Она с пристрастием оглядела по очереди Васю, Мишу, меня, как бы взвешивая – почтенные мы или не очень, и, ни слова не говоря, удалилась.

Видимо, решив, что более или менее почтенные, она вернулась через пять минут с громадным тортом – торт «Киевский», «прямо из Киева», правда, уже не целый, его кто-то из знаменитых артистов не смог доесть, поскольку в нем, в этом киевском торте, устроили муравейник черные мураши.

– Какое полезное соседство, – сказал Миша, гоняя муравьев по торту, – сулящее множество интересных встреч, мероприятий и знакомств!

Далее с ее стола к нам пошли перекочевывать огурцы, помидоры «прямо из Симферополя», черешня, козье молоко, творог. Она же продукты закупала – тоннами! Коньяк там за стенкой лился – армянский – рекой!

– Вася! Миша! Я не киношник! Я человек театра! – она говорила. – Я десять лет была директором в Тамбовском театре! О, это золотые времена! У меня две родные сестры в Тамбове, и обе – почтенные люди. Миша! Возьмите грецких орехов! У меня шесть мешков – колите и кушайте!

Она не могла не осыпать благодеяниями, раз уж ты попался ей под руку. Она плохо себя чувствовала, если ей казалось, что ты еще не достаточно осыпан. Сколько раз увидит, столько осыплет, но при одном условии: ты хоть в какой-то мере должен соответствовать ее представлению о том, что такое почтенный человек.

Делала она это полностью бескорыстно, ей от нас ничего не было нужно, кроме стульев и стаканов.

– Миша! Можно у вас одолжить стул… на одно лицо? – спрашивала Люба, и с этим вопросом она могла заглянуть к нам в любое время суток.

Сама она не пила, но у нее было множество подшефных.

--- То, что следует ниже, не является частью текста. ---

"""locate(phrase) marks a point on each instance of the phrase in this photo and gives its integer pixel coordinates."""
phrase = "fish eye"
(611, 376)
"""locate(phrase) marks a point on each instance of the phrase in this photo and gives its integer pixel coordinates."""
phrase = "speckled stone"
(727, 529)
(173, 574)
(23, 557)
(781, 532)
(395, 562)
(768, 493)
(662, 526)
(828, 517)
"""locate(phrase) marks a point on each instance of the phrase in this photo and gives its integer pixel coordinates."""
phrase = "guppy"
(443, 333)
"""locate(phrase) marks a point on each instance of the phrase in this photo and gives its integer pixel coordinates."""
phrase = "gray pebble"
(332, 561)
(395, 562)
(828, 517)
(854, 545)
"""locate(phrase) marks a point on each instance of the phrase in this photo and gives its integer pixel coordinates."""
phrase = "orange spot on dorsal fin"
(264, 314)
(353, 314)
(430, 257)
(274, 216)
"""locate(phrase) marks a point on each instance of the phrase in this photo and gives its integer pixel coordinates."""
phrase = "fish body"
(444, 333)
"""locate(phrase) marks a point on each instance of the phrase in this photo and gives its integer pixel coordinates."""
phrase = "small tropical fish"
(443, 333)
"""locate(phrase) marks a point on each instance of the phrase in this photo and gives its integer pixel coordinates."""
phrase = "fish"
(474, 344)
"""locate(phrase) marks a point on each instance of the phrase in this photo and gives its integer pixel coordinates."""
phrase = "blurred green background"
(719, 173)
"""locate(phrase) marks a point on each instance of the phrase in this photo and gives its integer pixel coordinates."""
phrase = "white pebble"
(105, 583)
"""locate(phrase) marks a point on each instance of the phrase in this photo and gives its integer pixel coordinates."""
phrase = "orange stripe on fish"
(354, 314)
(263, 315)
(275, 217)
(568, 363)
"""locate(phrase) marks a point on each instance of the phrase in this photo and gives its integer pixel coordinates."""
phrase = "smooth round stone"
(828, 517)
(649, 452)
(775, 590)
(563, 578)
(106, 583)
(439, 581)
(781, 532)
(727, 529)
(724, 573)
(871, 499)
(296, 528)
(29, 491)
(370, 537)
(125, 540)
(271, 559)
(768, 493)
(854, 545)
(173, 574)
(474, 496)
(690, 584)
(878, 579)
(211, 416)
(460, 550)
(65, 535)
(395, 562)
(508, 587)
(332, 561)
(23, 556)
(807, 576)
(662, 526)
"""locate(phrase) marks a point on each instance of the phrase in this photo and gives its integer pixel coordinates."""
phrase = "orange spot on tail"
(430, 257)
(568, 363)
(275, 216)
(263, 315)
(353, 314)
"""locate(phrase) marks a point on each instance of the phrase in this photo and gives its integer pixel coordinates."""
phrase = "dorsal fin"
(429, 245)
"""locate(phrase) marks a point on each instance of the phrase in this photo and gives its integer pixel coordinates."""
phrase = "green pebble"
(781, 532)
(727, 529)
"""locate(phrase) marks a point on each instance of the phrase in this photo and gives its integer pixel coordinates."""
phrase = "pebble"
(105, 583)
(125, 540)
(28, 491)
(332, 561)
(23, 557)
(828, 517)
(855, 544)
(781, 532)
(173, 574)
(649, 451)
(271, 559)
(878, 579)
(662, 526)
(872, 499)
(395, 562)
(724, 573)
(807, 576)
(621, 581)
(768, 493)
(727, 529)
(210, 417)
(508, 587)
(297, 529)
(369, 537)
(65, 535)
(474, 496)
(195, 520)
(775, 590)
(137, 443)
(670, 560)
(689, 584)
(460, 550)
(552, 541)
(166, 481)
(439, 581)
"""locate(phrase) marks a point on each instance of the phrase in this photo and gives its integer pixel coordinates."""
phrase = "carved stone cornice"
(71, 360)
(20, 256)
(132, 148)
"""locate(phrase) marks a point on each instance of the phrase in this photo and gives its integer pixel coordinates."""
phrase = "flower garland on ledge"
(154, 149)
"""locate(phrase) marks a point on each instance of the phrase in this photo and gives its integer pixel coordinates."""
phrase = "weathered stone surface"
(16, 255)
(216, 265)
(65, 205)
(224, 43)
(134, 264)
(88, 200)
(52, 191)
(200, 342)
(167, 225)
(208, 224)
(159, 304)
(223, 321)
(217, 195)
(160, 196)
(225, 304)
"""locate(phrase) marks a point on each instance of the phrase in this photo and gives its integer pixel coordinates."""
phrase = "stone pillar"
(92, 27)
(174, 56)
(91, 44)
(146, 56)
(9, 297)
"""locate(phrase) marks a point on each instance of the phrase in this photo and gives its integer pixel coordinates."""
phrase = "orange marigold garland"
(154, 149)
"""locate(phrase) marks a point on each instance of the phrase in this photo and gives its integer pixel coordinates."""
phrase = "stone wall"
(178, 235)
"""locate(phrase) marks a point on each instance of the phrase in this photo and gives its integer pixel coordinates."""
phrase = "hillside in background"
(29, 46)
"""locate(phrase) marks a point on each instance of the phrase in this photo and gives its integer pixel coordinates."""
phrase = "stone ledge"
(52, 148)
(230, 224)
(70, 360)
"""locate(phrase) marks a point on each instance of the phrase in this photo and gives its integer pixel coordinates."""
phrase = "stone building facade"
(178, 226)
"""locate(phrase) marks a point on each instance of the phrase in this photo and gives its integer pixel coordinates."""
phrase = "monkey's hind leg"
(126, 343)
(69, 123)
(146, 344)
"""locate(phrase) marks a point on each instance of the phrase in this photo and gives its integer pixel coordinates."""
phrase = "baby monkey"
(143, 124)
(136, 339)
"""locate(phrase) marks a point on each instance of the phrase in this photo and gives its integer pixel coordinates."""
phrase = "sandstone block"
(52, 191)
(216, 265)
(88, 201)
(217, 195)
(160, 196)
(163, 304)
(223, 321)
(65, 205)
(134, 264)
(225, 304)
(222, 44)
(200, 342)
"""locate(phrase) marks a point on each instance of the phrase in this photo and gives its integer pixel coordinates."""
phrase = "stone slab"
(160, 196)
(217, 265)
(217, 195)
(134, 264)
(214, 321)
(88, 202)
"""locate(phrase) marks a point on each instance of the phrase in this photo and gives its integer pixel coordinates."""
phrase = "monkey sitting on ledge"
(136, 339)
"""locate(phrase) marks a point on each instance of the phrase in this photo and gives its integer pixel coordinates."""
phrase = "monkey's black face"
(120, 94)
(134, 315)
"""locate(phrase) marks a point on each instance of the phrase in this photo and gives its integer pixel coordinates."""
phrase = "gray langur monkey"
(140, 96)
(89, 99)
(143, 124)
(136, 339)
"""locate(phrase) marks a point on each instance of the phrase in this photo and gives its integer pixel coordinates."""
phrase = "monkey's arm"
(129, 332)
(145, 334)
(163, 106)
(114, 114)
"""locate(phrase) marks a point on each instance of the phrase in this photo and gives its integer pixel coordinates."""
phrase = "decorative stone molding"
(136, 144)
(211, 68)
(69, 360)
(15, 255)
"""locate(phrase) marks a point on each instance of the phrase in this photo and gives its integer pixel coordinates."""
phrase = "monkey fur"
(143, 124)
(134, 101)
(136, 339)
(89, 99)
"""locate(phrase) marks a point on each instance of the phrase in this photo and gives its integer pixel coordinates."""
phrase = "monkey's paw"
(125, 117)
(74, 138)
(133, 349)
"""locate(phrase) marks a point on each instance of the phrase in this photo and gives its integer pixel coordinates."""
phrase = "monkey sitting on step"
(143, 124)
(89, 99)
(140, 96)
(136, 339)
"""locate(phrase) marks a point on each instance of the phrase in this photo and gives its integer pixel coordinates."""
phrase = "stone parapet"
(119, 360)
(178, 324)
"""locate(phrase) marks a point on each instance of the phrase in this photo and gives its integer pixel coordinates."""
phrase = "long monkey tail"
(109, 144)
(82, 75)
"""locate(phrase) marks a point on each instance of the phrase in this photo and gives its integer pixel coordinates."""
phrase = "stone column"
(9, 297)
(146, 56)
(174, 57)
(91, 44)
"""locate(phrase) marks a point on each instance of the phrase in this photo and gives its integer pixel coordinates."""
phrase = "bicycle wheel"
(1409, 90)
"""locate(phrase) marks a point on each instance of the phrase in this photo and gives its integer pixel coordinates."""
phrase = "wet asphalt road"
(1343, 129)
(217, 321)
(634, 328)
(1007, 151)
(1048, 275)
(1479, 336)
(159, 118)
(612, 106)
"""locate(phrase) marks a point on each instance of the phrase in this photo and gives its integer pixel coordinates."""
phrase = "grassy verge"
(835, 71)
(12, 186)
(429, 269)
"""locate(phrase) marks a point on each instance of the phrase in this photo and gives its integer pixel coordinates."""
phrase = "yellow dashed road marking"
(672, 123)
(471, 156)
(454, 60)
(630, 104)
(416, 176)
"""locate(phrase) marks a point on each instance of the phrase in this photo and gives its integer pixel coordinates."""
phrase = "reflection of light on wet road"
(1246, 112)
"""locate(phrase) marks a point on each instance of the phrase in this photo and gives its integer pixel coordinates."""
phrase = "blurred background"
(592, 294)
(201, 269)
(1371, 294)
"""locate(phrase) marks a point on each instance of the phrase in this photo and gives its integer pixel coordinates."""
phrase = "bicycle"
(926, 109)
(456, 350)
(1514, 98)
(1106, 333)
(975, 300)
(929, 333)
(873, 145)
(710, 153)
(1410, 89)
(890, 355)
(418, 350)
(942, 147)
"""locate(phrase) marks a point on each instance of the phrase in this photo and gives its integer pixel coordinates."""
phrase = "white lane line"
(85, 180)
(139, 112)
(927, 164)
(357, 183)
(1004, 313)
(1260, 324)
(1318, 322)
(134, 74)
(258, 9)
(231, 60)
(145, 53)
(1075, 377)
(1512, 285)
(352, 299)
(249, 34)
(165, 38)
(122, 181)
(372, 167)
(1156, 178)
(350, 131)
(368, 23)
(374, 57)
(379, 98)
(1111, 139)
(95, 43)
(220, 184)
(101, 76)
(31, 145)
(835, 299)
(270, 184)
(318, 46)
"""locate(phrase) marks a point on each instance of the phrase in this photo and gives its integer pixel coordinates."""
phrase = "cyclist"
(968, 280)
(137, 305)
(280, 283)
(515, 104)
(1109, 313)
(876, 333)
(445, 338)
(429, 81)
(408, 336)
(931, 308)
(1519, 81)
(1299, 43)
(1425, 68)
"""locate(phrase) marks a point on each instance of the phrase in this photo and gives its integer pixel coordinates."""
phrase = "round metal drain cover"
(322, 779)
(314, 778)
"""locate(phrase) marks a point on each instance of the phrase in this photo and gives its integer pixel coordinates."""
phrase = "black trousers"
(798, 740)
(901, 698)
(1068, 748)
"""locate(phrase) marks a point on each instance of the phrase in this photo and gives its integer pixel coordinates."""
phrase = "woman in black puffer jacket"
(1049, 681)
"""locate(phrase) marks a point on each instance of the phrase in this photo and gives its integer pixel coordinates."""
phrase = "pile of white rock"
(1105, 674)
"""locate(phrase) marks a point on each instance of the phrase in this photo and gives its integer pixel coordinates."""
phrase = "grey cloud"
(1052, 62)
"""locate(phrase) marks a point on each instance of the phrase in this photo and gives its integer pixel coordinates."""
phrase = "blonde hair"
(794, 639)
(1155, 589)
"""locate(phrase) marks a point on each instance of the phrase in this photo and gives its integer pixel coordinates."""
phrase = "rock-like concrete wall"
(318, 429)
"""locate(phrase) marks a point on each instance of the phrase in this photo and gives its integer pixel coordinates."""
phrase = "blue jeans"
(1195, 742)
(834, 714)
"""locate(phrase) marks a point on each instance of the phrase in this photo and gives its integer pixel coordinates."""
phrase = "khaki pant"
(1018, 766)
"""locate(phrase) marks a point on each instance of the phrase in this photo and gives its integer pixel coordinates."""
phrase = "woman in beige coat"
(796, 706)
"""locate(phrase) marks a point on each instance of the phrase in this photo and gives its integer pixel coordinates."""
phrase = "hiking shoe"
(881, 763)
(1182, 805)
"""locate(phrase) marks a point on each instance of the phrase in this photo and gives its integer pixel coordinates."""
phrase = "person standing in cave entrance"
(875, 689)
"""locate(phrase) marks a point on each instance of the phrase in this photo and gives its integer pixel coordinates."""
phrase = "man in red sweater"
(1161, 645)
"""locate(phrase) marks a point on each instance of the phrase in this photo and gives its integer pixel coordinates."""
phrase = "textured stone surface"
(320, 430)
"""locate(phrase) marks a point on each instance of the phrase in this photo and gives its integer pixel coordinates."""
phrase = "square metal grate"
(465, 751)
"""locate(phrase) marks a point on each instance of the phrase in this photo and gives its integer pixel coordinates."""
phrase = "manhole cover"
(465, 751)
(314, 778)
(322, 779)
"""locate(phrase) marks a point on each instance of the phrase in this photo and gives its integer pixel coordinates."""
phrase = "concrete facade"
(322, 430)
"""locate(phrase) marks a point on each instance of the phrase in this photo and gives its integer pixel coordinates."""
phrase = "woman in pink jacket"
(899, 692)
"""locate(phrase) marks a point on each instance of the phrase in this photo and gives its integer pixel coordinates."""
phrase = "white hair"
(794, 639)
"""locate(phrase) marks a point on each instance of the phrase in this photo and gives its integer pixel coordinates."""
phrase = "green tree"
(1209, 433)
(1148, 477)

Знаменитейшие по тем временам голоса доносились с ее веранды.

– Ну что, стаканчик налить? – это голос Любы.

И в ответ – баритон, постоянно звучавший с экранов телевизоров и кинотеатров:

– Я что, похмеляться, что ли, пришел? Я пришел пообщаться, поговорить. А ЭТО – само собой!

Причем с восходом солнца она всегда свежая, в цветастом платье, под мышкой коричневая картонная папка: «ДЕЛО № 4. Ричард Львиное Сердце», тук-тук-тук – по асфальту на высоченных каблуках.

– Ты что так поздно встаешь? – воспитывала она Васю. – Я с шести часов на ногах! Все дела нужно делать до десяти утра, а после десяти выпивать!

Она никогда не купалась, не загорала, к пляжу она вообще относилась насмешливо и с подозрением.

– Вчера выдала Болтневу полторы тысячи, он их спустил в один вечер – угощал весь пляж, – жаловалась она.

– Вася! Миша! – кричала она, дефилируя по верхней набережной.

– Иди загорать! – звала ее Вася.

– Ты с ума сошла! – отвечала та, потрясая картонной папкой. – Вы не видели мою артистку – исполнительницу прекрасной Эдит?

– Она уехала на экскурсию с какой-то негритянкой на биостанцию – смотреть морских котиков!

– Ангел ты мой! – хваталась за голову Люба. – С какой негритянкой? Это мужчина, нубиец, переодетый шотландский рыцарь Спящего Леопарда! У них по программе ровно через пять минут любовная сцена в шатре у крестоносцев! При чем тут морские котики?!

– Хорошо быть негром – всегда веселый, всегда хорошо выглядишь, не видно синяков под глазами! А только ослепительная улыбка и – пой, танцуй и играй на барабане… – говорил Миша, приподнимая над головой свою белую войлочную шляпу и кланяясь Любе.

Она ведала всем. В этом крымском крестовом походе все находилось под ее контролем. Если над Тихой бухтой, где разбил свои шатры лагерь крестоносцев, нависли тучи, а это противоречило замыслу режиссера, по Любиной наводке разгонять их поднимался из Симферопольского аэропорта отряд вертолетов. Под ее неусыпным оком Тихая коктебельская Бухта из последних сил изображала гористые стремнины Иордана, и если бы для съемки режиссеру понадобился натуральный Гроб Господень, Любе доставили бы его «прямо из Иерусалима», чтобы картина выглядела достоверней.